Is political leadership over as we know it?

Let's start at the top on the $700 billion financial bailout or whatever you want to call it:

President Bush. Done. End of story.

Treasury Secretary Henry "Hank" Paulson. A bit better but suffering from an incurable disease: Perceived ties to investors on the street formerly known as Wall, which has destroyed the public interest and pitted small business against big business in ways that haven't been seen since the Great Depression. Ok, sorry for that last phrase. We had to work the cliche in somehow. Paulson, an appointee not an elected official, isn't helping his cause by laying blame on foreclosures and then saying things like "we're doing this for the American taxpayer." That just doesn't wash.

Fed Chairman Ben Bernanke? While understandably difficult to follow Alan Greenspan, the original architect of sub-prime mania, Bernanke looks like he's on the verge of a nervous breakdown every time he visits Capitol Hill. Fully understandable -- just not what anyone wants to see from the guy in charge of cash flow.

Congress? Members of the House and Senate are notorious for appearing to stand up for the folks while the cameras are rolling -- only to cave in later out of fear. That's what feels like is happening now. In political terms, a vote for the bailout may put the 2002 Iraq war vote to shame. We're holding out hope that the counter balance to the conventional wisdom -- do this now or else -- will produce a better outcome.

Where are the nation's "best and brightest" CEOs?
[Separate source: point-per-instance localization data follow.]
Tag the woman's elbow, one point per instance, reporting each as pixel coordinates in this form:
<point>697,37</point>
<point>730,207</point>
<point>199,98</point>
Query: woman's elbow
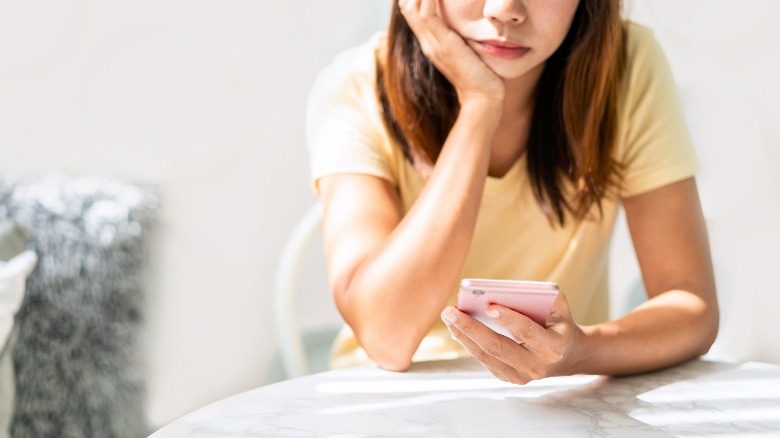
<point>710,325</point>
<point>390,353</point>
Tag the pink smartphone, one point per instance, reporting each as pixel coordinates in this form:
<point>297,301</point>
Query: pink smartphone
<point>533,299</point>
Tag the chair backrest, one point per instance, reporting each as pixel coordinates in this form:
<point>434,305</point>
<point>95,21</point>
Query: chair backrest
<point>295,344</point>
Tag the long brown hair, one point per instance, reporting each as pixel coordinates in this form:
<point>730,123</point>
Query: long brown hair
<point>575,119</point>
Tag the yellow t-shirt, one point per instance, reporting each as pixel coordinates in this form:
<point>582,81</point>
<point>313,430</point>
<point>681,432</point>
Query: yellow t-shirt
<point>513,238</point>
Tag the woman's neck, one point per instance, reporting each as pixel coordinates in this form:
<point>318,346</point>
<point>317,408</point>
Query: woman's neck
<point>519,100</point>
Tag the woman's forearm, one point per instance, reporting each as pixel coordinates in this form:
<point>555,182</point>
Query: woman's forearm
<point>396,294</point>
<point>670,328</point>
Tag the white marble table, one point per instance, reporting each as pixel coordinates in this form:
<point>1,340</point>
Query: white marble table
<point>460,399</point>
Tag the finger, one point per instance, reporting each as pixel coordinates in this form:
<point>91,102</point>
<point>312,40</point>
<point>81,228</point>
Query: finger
<point>560,312</point>
<point>528,333</point>
<point>495,365</point>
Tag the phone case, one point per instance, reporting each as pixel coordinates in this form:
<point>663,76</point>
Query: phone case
<point>533,299</point>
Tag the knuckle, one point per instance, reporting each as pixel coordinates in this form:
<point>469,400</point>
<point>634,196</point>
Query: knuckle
<point>482,355</point>
<point>494,347</point>
<point>536,372</point>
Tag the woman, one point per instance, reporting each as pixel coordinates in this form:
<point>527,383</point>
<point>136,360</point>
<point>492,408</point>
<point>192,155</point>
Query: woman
<point>497,139</point>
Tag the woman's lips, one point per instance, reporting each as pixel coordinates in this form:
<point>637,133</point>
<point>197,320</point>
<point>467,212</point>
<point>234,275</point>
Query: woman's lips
<point>503,49</point>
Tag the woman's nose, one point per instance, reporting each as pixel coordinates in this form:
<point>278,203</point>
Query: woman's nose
<point>504,11</point>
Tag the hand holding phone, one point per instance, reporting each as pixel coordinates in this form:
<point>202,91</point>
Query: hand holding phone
<point>533,299</point>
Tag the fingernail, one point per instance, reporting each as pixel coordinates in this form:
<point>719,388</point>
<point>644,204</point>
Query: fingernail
<point>449,316</point>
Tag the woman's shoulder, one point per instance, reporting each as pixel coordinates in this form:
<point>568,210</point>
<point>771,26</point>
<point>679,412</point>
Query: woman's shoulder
<point>353,69</point>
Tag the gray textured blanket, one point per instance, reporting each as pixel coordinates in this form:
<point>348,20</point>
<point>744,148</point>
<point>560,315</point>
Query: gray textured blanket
<point>79,370</point>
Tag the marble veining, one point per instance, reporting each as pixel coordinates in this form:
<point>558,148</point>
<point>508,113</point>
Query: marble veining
<point>459,398</point>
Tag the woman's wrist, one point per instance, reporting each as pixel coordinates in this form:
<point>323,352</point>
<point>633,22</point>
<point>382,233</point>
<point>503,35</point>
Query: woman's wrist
<point>488,109</point>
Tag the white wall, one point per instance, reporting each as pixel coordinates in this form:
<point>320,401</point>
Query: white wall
<point>724,56</point>
<point>206,99</point>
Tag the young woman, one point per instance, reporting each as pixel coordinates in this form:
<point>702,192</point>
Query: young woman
<point>497,139</point>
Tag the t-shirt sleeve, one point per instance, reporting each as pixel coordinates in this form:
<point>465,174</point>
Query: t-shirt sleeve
<point>657,148</point>
<point>341,121</point>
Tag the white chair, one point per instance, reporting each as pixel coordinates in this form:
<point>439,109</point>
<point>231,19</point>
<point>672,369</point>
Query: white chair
<point>303,349</point>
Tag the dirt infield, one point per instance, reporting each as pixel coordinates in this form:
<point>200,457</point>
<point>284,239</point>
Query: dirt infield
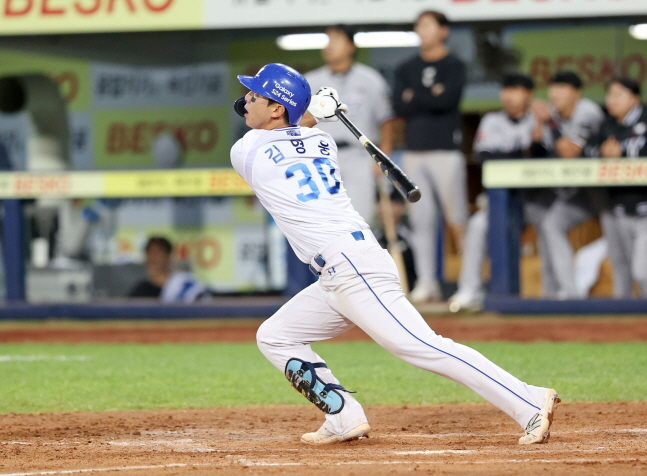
<point>486,328</point>
<point>440,439</point>
<point>587,438</point>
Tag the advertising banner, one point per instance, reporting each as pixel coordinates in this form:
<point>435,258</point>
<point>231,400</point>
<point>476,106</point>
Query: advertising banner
<point>257,13</point>
<point>596,54</point>
<point>564,173</point>
<point>21,17</point>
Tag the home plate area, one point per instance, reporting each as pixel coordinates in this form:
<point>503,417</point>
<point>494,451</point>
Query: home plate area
<point>587,438</point>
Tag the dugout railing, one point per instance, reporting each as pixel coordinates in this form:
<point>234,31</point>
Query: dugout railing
<point>500,178</point>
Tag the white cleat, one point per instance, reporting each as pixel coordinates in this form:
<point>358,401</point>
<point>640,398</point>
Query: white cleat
<point>325,437</point>
<point>538,428</point>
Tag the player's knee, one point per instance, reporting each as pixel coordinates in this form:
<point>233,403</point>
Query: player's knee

Oh, that's right. Hiding away counting up their cash while dialing their hedge fund and private equity buds to see where the next deal may lie. Others are polishing up their resumes with turnover season now in full swing.

The exception always seems to be Warren Buffett who has invested $5 billion into Goldman Sachs. It shouldn't always take a brand name such as Buffett to step up. But thank God he does.

The two presidential candidates? Not even in the park. Both are holding back, making political calculations about what to say and do instead of standing up right now and declaring what they think should be done in definitive terms. If anyone thinks Barack Obama and John McCain are capable leaders in the mold of Teddy Roosevelt, then we have some free beachfront property that's not foreclosed. It's not entirely their fault -- more about this inane way we go about electing the leader of the free world.

Yes, leaders and students of leadership, we are now entering uncharted territory.

No one has shown capability to lead the country right now. Out of fairness to the current slate, maybe a better question is: Can the country even be led in its current state?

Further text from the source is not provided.